Although most of the United Nations forces are assigned to American divisions and draw their rations like any similar unit in the divisions, the cooks add distinctive touches.

In the Turkish Brigade for instance, where pork is forbidden, all other meat is first boiled, regardless of the final type of cooking. The meat is chopped up in small pieces and boiled in large pots with other ingredients. The Turks also are fond of a potato ball made of mashed potatoes. A hole is punched through the ball, the ring is dipped in egg batter, and fried in the extra vegetable oil supplied the brigade.

Among the South Americans, as least as far as the Colombians are concerned, bread is ever more important and desirable that it is for U.S. troops. The Colombians bake a type similar to French bread. Their breakfast menu includes rice every day but bacon is not well liked. The cooks for the Colombian battalion have attended the 24th Division cooks’ school and follow the same standards set for U.S. messes. Several times they have won the best mess plaque in the regiment to which they are attached.

Rice also is a popular dish with the Netherlanders. Another favorite consists of mashed potatoes as a base with sautéed meat chunks and boiled lima beans added. The members of the Netherlands battalion eat at a consolidated mess. Corn and sweet potatoes are not favored and when they are issued as part of the American menu they are traded for flour and Irish potatoes form some near-by unit.

The French live up to their reputation of demanding top-notch food preparation. They use the issue bread for toast but draw extra flour for preparing their own French bread. They do not care for hamburger. Ground meat, which they call hash meat, is made instead into meat pies. However, they like C rations and will eat them for a longer time than American troops will before complaining. Like the Dutch, they will trade corn and sweet potatoes for flour and other foods more acceptable to them. One item which they are perfectly satisfied is the wine ration they receive directly from France. This consists of a half-pint per man per day and is augmented by the American issue of coffee, tea, and fruit juices.

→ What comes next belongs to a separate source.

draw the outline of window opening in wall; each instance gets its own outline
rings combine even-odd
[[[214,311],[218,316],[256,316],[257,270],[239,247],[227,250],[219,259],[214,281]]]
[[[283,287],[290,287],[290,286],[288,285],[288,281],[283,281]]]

Early in the Korean campaign it became necessary to supply food for the Republic of Korea Army. At the same time, the United Nations forces were finding the going tough. The enemy held most of the war-torn peninsula. Most of the usual source of supply for thousands of Korean soldiers was in the hands of the enemy. The nearest alternative source was Japan. A ration corresponding to the American B ration was devised providing in terns of per-man-per-day, 1.75 pounds of rice .6 of a one-pound can of fish ¾ of an ounce or 1/3 of a pack of biscuits, salt and red pepper and 500 won. The 500 won, one-twelfth of a dollar, can be spent for any available supplementary food.

ROK Army Ration

Another rations supplied by the Quartermaster Corps is that provided the prisoners of war. Each active prisoner receives 1.4 pounds of grain (of which at least 50 per cent is rice), .1 pound of dried fish, .6 pound of fresh vegetables obtained from Korean sources, .2 pound of dried peas or beans, and condiments.

Typical of the steps constantly being take to improve the menu of the United Nations fighting man was the recent decision to provide hot rolls or biscuits instead of bread at one meal a day. These are baked in unit messes. Other baked products make use of canned fruits. Such an item as peach upside down cake frequently is carried to the most forward outposts in insulated cans by Korean Service Corps troops.

Universally welcomed by troops of all nations is the American favorite, ice cream. This is served once a week in winter and from two to four times weekly in warm months. It is prepared form ready-made mix by utilizing the special machinery supplied to the division Quartermaster companies. The basis of issue is five gallons per 100 men compared with the usual zone-of-the-interior factor of three and a quarter gallons per 100 men.

With such food being supplied regularly it is only natural that the field commanders have been unanimous in their praise of the Quartermaster Corps’ operation. What pleases the food service men even more is the fact that the man in the fox hole—whether he relishes steak or shish-kebab—is satisfied with his chow.